The best available science on the effectiveness of bear spray has one conclusion: bear spray crushes bullets.
In a study published in the Journal of Wildlife Management in 2008, BYU associate professor Tom Smith and colleagues found that in 72 cases where people used bear spray to defend themselves from brown, black, and polar bears, the spray stopped the undesirable behavior more than 90 percent of the time. Crucially, 98 percent of the people involved walked away uninjured.
The Statistics: Why Spray Beats Lead
In a follow-up study, Smith et al. found that while discharging a firearm typically stopped encounters (84% for handguns, 76% for long guns), the margin for error is catastrophic: one in four incidents involving firearms led to human injury or death.
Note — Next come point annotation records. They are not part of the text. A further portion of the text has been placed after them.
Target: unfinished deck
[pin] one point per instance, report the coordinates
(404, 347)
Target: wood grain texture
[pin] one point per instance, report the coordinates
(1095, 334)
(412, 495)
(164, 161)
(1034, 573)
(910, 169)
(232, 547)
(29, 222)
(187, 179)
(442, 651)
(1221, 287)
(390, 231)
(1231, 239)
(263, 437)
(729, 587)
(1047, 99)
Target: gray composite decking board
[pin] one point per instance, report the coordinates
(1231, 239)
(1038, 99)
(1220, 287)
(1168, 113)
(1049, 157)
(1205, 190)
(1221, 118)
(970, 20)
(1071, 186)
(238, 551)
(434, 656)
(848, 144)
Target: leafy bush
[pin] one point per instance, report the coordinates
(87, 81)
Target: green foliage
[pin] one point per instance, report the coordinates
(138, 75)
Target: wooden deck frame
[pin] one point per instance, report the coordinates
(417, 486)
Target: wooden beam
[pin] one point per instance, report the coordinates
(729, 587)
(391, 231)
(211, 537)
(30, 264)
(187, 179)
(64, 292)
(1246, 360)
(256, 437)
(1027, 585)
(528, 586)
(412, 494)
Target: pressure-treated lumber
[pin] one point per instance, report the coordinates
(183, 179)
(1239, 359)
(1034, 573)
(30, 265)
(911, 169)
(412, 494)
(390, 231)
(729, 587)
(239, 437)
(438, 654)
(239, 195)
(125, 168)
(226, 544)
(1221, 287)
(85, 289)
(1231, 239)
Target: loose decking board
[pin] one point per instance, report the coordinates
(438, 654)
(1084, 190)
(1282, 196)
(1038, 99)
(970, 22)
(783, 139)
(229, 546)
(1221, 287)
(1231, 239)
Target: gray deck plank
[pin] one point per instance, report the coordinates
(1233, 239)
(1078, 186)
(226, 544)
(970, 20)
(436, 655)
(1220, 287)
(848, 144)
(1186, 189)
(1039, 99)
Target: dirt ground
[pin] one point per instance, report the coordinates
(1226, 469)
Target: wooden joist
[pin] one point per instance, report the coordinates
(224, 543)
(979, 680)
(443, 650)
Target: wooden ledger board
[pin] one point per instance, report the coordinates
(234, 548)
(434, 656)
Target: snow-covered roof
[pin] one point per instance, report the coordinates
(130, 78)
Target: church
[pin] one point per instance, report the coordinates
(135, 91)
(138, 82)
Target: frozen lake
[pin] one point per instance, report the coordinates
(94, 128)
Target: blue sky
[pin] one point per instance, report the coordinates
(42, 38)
That’s the science. Then there is the real-world scenario of trying to hit a target the size of a tennis ball moving at 40 mph with a half-inch bullet.
George Hyde, General Manager at Counter Assault Bear Spray, told me that you have to make a spine or brain shot to stop that bear. He says your odds are a whole lot better with a shotgun cloud of spray.
The 3 Rules for Bear Country
As hunters, we do everything we’re not supposed to do in the woods. We’re quiet, we walk into the wind, and we use calls to sound like prey. Since we are begging for an encounter, here are three tips you need to survive.
1. The “No-Test” Rule
Old advice suggested giving your can a quick “test burst” to make sure it works. Do not do this. New research from 2020 shows that bear spray canisters lose up to 50% of their head pressure in the first second of spraying. That initial blast is your lifesaver—it has the most range and force. If you “test” it at the trailhead, you are walking into the woods with half of a weapon. Trust the expiration date, not a test fire.
2. Chest or Belt Placement

If your spray is in your pack, you might as well leave it at home. Carry it on your chest or your belt—somewhere you can grab it in under two seconds. When a bear charges from 30 feet away, you have less than half a second to react. If you fail to de-escalate and the bear commits, you want the spray in your hand before your brain even processes the fear.
3. Busting the Cold & Wind Myth
Many hunters ditch the spray in late season, fearing the cold kills the pressure. A 2020 study led by Dr. Tom Smith put this myth to bed. They tested spray at -9°F (-23°C) and in high headwinds. The result? The spray still fired effectively, creating a cloud that reached over 13 feet.
- In the cold: Keep the canister inside your jacket or in a chest holster under your parka; your body heat will maintain the pressure.
- In the wind: Even with a stiff breeze in your face, a high-pressure burst will still reach a bear 6 feet in front of you. A word of caution here: deploy this stuff into the wind as a last resort. When you inhale it, you’re going down just like that bear, and you’ll bear down for a while.
Deployment: How to Survive the Charge
You have about seven seconds of “ammunition” in an eight-ounce can. Do not dump the whole can at once.
If a bear charges to within 30-60 feet, fire a 1-2 second burst directed at the ground in front of the bear. You want the spray to bank off the ground and rise, creating a wall of peppers that the bear must run through. This attacks the eyes and the nose, a bear’s most sensitive organ.

First Aid and Cleanup
Bear spray is a deterrent, not a repellent. Never spray it on your tent or gear; the residue actually attracts bears. If you get it on your skin, wash with cold water and a non-oil-based soap (like Johnson’s Baby Shampoo or Dawn). Oil-based soaps just spread the pain.
And remember: gravity applies to bathing. Do not wash the peppers from your face down to other sensitive areas.
The Return on Investment
Hyde often hears hunters complain that $50 for a can of spray is too expensive. But compared to a box of premium ammo—and with a shelf life of four years—it’s the cheapest insurance you can buy. Should you need to use it, the return on investment is your life, and a story you get to share for the rest of it.